Conflict of interest statement

Conflict-of-interest disclosure: L.M.B. received support for the conduct of a clinical trial through the Fred Hutchinson Cancer Research Center by Medac GmbH, including supply of the study drug Treosulfan. S. Chaudhury is on the Mesoblast Advisory Panel. S.E.P. receives support for the conduct of sponsored trials through Memorial Sloan Kettering from Atara Biotherapeutics and Mesoblast Advisory Panel Mesoblast. R.P. is on the advisory board for Orchard Therapeutics. M.D.K. is on the advisory board for Gilead Sciences. The remaining authors declare no competing financial interests.

Figures

Graphical abstract
Graphical abstract
Figure 1.
Figure 1.
Age at HCT. Histogram shows percentage of subjects at ages 0 to 22 years at the time of HCT.
Figure 2.
Figure 2.
Probabilities of acute and chronic GVHD in patients with WAS after HCT. Shown is the cumulative incidence of acute grades 2 to 4 and 3 to 4 GVHD (A) (n = 128) up to 100 days after HCT and of chronic GVHD (B) (n = 123) up to 24 months.
Figure 3.
Figure 3.
OS probabilities in 129 patients with WAS. Shown are the probabilities of OS by age (A), conditioning regimen intensity (B), donor type (C), and hematopoietic cell source (D).
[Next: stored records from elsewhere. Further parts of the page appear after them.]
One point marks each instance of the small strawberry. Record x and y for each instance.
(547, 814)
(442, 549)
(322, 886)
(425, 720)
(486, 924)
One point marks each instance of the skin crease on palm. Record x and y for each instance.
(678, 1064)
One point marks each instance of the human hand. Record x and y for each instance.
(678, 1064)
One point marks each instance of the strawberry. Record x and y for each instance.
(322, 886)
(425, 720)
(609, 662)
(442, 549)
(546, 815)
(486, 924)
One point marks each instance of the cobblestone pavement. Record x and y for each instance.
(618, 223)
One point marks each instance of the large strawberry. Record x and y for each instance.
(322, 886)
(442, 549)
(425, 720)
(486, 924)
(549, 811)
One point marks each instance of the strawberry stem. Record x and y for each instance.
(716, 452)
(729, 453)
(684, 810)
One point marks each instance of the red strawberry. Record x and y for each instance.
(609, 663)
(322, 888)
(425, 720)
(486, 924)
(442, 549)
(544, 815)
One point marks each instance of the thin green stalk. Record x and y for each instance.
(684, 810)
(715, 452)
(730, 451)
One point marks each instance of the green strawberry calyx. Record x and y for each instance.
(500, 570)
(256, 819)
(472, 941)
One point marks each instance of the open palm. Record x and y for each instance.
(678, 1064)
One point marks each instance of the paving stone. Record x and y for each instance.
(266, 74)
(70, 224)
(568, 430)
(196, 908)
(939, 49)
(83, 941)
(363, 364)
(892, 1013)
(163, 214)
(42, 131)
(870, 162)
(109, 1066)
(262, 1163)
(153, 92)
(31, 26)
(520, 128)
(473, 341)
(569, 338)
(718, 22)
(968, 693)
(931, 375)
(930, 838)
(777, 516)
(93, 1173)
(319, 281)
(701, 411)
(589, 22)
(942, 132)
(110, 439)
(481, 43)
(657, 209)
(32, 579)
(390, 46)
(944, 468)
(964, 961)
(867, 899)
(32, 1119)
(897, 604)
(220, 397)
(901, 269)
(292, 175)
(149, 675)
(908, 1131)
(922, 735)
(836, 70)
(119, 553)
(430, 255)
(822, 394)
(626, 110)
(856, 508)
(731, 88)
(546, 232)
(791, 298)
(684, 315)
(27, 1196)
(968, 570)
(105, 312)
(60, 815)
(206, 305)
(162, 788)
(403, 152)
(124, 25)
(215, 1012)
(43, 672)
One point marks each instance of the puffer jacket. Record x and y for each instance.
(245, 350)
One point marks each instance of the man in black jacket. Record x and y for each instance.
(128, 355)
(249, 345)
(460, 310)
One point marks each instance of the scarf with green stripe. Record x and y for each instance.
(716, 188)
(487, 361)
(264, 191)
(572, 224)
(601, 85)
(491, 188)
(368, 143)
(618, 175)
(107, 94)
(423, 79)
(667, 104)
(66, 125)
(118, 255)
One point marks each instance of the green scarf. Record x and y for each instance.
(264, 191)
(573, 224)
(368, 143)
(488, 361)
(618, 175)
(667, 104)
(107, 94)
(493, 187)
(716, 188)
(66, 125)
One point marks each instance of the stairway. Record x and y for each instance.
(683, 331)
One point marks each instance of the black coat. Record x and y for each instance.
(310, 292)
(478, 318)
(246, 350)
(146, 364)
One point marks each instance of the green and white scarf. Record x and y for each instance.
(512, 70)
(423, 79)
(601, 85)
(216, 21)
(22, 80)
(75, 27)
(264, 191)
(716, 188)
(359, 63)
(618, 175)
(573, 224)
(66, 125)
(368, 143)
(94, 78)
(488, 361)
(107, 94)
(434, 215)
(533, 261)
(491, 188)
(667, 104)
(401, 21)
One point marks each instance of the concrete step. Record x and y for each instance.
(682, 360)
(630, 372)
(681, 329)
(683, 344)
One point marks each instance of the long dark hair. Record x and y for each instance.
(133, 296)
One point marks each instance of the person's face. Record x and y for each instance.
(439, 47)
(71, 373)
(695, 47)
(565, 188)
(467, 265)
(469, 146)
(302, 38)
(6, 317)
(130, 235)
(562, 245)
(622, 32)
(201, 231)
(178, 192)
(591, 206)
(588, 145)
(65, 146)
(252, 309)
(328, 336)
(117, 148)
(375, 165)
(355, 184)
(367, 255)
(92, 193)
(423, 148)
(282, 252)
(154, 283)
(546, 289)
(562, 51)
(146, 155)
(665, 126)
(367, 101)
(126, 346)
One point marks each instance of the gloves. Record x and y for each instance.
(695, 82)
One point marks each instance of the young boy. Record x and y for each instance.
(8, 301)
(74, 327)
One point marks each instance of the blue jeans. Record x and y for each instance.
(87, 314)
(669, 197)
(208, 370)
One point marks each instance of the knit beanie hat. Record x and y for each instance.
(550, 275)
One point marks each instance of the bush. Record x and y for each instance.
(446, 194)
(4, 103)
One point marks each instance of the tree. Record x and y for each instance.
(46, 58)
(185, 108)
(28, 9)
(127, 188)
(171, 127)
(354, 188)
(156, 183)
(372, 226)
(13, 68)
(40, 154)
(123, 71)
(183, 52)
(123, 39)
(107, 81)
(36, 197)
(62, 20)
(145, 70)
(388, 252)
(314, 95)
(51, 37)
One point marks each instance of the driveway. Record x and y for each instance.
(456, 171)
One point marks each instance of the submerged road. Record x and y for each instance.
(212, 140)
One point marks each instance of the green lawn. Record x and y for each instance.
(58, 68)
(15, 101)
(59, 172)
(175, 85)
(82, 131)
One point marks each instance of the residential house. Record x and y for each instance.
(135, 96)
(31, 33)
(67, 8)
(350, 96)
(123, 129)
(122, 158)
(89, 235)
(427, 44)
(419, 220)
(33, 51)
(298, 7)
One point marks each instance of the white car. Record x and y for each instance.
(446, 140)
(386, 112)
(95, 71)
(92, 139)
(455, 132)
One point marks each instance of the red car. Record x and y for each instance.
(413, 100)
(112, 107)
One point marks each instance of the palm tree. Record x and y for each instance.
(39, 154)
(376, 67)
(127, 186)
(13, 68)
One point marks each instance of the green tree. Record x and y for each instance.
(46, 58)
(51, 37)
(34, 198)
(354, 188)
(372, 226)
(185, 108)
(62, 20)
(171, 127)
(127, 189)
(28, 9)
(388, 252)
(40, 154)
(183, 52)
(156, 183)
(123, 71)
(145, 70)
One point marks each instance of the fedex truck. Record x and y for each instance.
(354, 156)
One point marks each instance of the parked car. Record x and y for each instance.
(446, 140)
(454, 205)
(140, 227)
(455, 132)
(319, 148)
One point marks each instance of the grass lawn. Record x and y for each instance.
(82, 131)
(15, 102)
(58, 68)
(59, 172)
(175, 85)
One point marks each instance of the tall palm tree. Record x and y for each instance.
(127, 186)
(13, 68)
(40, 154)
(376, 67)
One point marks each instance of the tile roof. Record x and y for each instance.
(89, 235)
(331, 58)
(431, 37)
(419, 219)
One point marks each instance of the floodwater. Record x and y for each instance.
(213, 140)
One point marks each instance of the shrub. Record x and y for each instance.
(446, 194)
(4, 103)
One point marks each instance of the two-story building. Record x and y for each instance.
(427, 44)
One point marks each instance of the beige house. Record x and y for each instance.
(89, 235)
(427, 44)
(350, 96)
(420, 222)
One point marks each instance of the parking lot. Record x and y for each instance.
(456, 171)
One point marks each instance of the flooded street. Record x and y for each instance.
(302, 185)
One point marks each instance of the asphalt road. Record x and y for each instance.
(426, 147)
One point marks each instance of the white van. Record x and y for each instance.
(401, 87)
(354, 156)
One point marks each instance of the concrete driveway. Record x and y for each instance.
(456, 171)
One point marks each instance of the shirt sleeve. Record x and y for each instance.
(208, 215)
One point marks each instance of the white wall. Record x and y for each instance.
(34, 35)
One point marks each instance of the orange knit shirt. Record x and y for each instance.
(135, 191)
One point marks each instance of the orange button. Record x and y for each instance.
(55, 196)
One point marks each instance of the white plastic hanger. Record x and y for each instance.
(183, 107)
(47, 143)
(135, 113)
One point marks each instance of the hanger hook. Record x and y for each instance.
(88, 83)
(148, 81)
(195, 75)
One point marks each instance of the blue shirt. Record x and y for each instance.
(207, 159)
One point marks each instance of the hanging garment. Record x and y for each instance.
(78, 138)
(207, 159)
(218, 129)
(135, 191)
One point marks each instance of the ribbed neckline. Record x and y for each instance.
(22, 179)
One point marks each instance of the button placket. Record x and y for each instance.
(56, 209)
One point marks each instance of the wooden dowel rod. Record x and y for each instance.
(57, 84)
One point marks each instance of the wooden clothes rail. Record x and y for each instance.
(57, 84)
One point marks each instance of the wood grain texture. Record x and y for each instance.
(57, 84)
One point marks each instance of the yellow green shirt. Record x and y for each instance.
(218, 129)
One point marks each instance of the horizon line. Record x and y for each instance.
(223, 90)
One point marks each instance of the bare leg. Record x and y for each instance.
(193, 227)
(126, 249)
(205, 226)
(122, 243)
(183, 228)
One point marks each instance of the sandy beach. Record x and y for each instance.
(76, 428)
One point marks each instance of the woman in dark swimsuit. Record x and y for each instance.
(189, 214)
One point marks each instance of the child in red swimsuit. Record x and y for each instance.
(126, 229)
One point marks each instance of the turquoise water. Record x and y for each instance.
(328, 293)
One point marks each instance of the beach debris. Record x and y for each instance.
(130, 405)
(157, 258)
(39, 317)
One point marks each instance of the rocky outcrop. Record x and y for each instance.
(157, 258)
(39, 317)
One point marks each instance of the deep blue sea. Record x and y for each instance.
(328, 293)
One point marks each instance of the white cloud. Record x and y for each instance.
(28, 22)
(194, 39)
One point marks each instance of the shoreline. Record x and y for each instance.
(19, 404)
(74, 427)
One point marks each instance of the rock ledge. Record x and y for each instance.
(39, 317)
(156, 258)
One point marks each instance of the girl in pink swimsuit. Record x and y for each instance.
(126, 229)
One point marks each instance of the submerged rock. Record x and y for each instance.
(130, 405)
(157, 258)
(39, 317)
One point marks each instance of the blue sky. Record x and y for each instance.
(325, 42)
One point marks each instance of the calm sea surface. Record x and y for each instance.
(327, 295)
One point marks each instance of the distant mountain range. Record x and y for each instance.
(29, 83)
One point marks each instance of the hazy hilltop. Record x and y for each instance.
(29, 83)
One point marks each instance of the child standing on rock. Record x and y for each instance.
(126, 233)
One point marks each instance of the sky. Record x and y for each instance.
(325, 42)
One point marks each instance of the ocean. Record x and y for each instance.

The P-values were obtained by log-rank test.
Figure 4.
Figure 4.
Donor CD3+ T-cell, CD19+ B-cell, and myeloid chimerism vs conditioning regimen intensity (RIC vs MAC) over the first 2 years after HCT. Donor chimerism: full, >95%; high-level, 50% to 95%; low-level, 5% to 49%; rejection, <5%. MAC resulted in a higher percentage of patients with full donor (>95%) CD3+ T-cell chimerism compared with RIC at day 100 (P < .001), 6 months (P = .006), and 1 year (P = .002) after HCT. This difference was not significant at 2 years after HCT. MAC resulted in a higher percentage of patients with full donor (>95%) B-cell chimerism at day 100 (P = .004) and myeloid chimerism at 6 months (P = .023), compared with RIC. The differences at all other time points were not significant.
Figure 5.
Figure 5.
Box plots of platelet count vs donor myeloid chimerism at 1 and 2 years and 3 to 5 years after HCT. Donor myeloid chimerism: full, >95%; high-level, 50% to 95%; low-level, 5% to 49%. Recovery of platelet counts after HCT was related to the degree of donor myeloid chimerism. Specifically, platelet counts for patients who had low-level (5% to 49%) donor myeloid engraftment remained inferior to those who had attained full (>95%) donor myeloid engraftment at 1 year (P < .0001), 2 years (P < .0001), and 3 to 5 years (P = .0002). In addition, platelet counts were lower in patients with low-level (5% to 49%) donor myeloid engraftment compared with those who attained high level (50% to 95%) donor myeloid engraftment at 1 year after HCT (P = .011); however, this was not significant at 2 or 3 to 5 years after HCT. All other pairwise comparisons were not significant.